Immobilization of proteins and other biomolecules in saccharide matrices leads to a series of peculiar
properties that are relevant from the point of view of both biochemistry and biophysics, and have important implications
on related fields such as food industry, pharmaceutics, and medicine. In the last years, the properties of
biomolecules embedded into glassy matrices and/or highly concentrated solutions of saccharides have been thoroughly
investigated, at the molecular level, through in vivo, in vitro, and in silico studies. These systems show an
outstanding ability to protect biostructures against stress conditions; various mechanisms appear to be at the basis
of such bioprotection, that in the case of some sugars (in particular trehalose) is peculiarly effective.

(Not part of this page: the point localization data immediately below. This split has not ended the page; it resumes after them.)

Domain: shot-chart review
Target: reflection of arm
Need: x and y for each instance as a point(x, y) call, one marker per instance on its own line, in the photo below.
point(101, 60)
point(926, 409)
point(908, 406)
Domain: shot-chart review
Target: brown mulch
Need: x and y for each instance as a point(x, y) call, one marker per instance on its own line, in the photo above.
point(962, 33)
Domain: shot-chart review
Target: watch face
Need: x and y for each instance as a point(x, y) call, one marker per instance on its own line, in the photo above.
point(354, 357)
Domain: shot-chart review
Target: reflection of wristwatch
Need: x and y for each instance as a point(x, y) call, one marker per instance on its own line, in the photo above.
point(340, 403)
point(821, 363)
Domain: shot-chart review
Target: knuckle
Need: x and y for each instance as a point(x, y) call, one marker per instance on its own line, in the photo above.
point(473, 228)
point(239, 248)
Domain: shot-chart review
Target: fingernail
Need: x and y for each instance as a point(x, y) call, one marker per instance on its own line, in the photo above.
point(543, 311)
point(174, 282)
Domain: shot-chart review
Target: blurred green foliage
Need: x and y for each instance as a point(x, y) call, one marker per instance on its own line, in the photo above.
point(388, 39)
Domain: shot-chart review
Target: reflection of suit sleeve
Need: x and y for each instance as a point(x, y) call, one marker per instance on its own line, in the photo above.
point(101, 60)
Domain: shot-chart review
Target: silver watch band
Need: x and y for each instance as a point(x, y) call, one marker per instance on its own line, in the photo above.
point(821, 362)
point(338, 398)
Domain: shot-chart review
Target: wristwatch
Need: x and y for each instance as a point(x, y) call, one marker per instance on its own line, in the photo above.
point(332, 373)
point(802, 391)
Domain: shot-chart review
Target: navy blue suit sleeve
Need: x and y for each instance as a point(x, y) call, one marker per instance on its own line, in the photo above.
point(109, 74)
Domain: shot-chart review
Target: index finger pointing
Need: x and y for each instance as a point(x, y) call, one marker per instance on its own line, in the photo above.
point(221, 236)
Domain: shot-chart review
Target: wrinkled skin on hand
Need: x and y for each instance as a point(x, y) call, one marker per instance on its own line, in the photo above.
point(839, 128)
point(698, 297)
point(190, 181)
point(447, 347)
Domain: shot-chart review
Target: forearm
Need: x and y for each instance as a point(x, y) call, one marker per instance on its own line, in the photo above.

Here we review recent results obtained in our and other laboratories on ternary protein- sugar-water systems that have been typically
studied in wide ranges of water content and temperature. Data from a large set of complementary experimental techniques provide a consistent
description of structural, dynamical and functional properties of these systems, from atomistic to thermodynamic level.
In the emerging picture, the stabilizing effect induced on the encapsulated systems might be attributed to a strong biomolecule-matrix
coupling, mediated by extended hydrogen-bond networks, whose specific properties are determined by the saccharide composition and
structure, and depend on water content.